Dried kaffir lime leaves are typically less intense than fresh kaffir leaves, but high quality ones (like these) still offer excellent flavor and aroma. Of course, being dried, they’re also cheaper, easier to store, and can be shipped via more affordable ground methods. They’re typically used in dishes as you would a bay leaf – steeped in simmering sauces, soups or braises and then removed before serving.

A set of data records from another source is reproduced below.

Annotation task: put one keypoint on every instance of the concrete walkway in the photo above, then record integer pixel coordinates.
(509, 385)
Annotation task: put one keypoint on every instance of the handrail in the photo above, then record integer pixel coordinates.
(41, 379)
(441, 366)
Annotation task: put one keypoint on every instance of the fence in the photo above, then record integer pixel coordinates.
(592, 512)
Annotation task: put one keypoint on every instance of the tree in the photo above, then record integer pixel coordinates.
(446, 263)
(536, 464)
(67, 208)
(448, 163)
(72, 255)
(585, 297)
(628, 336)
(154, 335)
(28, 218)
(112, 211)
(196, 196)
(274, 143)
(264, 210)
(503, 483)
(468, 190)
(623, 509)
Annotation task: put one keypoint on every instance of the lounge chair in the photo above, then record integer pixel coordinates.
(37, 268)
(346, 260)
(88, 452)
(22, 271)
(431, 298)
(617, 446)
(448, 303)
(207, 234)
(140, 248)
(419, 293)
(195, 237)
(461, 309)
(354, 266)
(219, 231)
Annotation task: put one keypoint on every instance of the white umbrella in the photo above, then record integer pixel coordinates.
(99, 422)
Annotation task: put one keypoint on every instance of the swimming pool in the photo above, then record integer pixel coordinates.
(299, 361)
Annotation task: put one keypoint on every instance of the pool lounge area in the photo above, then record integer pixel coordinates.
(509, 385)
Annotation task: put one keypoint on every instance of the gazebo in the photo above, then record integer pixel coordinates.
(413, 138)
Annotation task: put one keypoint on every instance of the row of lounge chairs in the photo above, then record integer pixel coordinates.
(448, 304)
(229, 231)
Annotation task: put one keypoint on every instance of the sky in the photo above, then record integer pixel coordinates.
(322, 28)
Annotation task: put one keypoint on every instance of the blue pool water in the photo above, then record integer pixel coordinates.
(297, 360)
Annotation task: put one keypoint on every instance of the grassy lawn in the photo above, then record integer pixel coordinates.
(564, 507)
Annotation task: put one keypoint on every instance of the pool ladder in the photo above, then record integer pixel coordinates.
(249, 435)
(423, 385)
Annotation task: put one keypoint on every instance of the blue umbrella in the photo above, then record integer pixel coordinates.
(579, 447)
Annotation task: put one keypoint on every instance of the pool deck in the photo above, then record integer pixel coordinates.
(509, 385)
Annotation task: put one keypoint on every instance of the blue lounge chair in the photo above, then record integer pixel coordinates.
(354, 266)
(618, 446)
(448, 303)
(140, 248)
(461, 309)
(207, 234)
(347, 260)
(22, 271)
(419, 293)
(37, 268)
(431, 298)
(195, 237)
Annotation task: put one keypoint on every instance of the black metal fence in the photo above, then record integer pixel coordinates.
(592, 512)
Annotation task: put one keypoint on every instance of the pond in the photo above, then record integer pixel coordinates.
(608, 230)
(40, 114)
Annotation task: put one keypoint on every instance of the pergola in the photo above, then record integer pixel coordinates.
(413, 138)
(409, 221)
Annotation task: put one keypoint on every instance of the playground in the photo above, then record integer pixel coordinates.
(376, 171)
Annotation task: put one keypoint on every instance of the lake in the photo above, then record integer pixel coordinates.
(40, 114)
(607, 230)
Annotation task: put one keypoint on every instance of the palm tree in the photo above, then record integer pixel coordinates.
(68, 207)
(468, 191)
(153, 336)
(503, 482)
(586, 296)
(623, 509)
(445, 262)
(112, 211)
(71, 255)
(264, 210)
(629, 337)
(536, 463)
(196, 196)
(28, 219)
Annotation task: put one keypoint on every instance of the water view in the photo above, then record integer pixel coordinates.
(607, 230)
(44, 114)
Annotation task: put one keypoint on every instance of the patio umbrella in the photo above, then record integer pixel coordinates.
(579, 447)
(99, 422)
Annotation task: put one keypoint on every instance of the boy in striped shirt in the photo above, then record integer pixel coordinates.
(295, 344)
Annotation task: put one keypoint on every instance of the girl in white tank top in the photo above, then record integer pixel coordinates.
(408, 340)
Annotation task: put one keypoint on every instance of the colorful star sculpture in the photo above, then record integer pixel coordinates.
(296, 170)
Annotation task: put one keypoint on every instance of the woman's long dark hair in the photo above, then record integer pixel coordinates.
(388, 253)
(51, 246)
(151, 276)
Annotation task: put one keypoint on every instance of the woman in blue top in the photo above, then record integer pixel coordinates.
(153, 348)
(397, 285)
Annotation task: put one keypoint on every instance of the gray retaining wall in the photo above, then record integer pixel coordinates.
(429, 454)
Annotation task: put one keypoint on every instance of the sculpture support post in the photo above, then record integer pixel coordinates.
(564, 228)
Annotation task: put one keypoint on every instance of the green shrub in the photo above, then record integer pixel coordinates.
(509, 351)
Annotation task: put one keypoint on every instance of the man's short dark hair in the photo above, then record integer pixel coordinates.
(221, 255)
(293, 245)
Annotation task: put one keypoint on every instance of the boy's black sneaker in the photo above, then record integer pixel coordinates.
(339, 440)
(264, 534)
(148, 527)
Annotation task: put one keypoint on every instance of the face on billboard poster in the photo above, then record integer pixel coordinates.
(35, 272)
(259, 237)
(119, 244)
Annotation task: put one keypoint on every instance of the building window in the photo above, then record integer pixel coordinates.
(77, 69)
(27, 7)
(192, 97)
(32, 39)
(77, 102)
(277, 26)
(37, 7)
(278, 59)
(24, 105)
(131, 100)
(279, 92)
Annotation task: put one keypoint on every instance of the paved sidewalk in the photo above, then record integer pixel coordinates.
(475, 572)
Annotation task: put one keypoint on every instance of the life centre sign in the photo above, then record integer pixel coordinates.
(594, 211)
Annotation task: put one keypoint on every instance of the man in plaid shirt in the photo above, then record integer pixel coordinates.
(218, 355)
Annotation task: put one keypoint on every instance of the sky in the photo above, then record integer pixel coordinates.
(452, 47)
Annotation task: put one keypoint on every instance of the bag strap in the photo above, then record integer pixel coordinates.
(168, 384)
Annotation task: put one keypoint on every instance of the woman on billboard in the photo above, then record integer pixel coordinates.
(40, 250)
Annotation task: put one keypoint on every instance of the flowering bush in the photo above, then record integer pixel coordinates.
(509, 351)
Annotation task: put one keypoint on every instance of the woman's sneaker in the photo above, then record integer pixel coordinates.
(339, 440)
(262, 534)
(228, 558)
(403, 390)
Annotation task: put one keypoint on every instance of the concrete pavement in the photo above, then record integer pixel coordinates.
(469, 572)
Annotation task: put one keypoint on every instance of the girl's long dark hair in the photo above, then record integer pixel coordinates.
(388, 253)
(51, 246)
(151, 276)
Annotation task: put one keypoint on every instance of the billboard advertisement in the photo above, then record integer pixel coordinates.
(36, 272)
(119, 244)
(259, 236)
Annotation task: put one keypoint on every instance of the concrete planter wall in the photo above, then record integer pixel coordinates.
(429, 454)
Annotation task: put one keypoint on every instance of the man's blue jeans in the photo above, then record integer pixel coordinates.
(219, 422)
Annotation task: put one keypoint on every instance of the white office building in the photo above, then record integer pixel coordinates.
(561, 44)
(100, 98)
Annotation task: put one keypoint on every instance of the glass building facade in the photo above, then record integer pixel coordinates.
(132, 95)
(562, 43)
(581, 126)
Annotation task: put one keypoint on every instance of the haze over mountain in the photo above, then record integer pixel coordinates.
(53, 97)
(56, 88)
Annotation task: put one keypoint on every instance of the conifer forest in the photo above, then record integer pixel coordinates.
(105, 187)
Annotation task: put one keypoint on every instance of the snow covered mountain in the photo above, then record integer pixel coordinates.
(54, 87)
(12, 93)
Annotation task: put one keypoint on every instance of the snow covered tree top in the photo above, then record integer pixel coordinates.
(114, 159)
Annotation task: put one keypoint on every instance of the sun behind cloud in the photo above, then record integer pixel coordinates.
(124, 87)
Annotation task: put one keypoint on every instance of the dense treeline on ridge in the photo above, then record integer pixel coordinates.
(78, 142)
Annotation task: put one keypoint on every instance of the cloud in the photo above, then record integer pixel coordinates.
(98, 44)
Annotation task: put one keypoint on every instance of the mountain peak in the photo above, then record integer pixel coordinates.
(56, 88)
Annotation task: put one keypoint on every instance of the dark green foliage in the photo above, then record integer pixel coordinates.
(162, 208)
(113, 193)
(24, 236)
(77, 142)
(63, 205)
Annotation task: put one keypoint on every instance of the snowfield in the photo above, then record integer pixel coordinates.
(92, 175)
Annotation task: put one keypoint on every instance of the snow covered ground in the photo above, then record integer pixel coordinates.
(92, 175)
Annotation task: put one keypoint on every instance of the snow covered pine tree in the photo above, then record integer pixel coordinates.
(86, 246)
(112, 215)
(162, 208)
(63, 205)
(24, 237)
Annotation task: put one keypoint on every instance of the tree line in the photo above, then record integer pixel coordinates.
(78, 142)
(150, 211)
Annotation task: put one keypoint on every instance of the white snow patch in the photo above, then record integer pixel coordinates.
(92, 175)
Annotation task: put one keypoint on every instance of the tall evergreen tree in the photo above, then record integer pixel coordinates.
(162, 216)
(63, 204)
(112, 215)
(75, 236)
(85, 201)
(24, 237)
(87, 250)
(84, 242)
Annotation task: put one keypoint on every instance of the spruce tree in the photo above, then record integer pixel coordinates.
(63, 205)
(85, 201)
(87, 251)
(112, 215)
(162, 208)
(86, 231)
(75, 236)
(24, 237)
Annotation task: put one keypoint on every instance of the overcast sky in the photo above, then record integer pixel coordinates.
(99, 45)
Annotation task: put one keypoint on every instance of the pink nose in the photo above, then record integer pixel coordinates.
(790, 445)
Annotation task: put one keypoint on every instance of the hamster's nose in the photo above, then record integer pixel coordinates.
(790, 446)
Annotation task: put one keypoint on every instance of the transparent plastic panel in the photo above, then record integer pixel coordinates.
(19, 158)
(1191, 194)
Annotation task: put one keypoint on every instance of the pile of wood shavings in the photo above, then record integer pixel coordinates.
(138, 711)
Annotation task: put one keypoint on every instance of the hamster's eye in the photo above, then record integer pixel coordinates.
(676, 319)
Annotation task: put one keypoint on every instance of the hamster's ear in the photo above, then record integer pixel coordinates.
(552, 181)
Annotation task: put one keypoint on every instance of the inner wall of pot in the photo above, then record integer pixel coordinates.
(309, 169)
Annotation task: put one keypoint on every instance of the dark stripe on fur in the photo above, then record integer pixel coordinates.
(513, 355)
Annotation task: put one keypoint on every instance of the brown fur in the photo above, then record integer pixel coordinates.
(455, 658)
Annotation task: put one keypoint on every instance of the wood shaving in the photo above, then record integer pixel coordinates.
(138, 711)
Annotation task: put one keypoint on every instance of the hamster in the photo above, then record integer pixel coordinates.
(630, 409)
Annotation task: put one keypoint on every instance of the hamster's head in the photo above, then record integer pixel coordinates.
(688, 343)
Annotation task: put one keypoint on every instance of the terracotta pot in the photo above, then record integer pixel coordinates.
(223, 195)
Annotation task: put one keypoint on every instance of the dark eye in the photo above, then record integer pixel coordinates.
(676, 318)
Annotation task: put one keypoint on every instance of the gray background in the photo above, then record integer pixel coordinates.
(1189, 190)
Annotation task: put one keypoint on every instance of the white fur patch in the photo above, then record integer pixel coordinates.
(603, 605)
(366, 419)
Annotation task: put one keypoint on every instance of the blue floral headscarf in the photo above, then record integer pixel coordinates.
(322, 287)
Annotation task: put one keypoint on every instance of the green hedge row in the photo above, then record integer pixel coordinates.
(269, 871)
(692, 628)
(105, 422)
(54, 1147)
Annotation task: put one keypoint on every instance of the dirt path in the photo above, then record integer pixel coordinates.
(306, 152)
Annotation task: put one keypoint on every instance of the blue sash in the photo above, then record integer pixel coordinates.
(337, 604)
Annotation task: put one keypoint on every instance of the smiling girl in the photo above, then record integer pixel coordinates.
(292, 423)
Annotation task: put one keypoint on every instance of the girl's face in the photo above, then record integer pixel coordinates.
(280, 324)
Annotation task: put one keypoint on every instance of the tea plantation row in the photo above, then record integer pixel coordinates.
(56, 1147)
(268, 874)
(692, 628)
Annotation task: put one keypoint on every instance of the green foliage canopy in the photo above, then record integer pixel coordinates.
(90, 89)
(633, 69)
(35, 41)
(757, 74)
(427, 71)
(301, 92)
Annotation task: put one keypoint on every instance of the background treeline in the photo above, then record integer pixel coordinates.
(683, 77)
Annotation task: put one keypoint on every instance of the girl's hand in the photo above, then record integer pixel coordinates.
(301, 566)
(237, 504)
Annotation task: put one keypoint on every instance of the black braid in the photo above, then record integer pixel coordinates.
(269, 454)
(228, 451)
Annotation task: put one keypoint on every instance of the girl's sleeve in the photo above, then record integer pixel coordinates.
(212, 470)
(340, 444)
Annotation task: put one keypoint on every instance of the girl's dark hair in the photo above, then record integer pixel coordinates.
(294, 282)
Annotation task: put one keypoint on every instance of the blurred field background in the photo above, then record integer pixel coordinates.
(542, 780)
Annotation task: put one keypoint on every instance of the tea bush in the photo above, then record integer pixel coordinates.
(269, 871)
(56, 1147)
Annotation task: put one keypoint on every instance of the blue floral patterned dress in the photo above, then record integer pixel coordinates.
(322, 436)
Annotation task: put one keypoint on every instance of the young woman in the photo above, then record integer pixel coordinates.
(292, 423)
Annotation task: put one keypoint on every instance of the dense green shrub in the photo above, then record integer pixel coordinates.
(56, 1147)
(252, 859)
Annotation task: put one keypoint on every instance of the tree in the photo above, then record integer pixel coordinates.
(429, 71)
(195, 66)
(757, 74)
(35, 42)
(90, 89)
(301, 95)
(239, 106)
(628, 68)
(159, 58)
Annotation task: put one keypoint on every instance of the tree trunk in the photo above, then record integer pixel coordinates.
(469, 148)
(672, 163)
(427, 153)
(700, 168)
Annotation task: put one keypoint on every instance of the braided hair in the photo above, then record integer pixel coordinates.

Store dried kaffir lime leaves in an airtight container in a cool, dry place.
RECIPES & TIPS
Dried kaffir lime leaves are typically used similarly to dried bay leaves – they’re added to dishes during cooking to infuse flavor, then removed before the food is served. They can also be ground for use in seasoning and spice rub blends.
Pair kaffir lime leaves with ingredients like fish, Thai basil, cardamom, galangal, crab, chile peppers, pork, coriander, turmeric, lemongrass, rice, cumin, garlic, ginger, coconut, tamarind, cilantro, and/or chicken.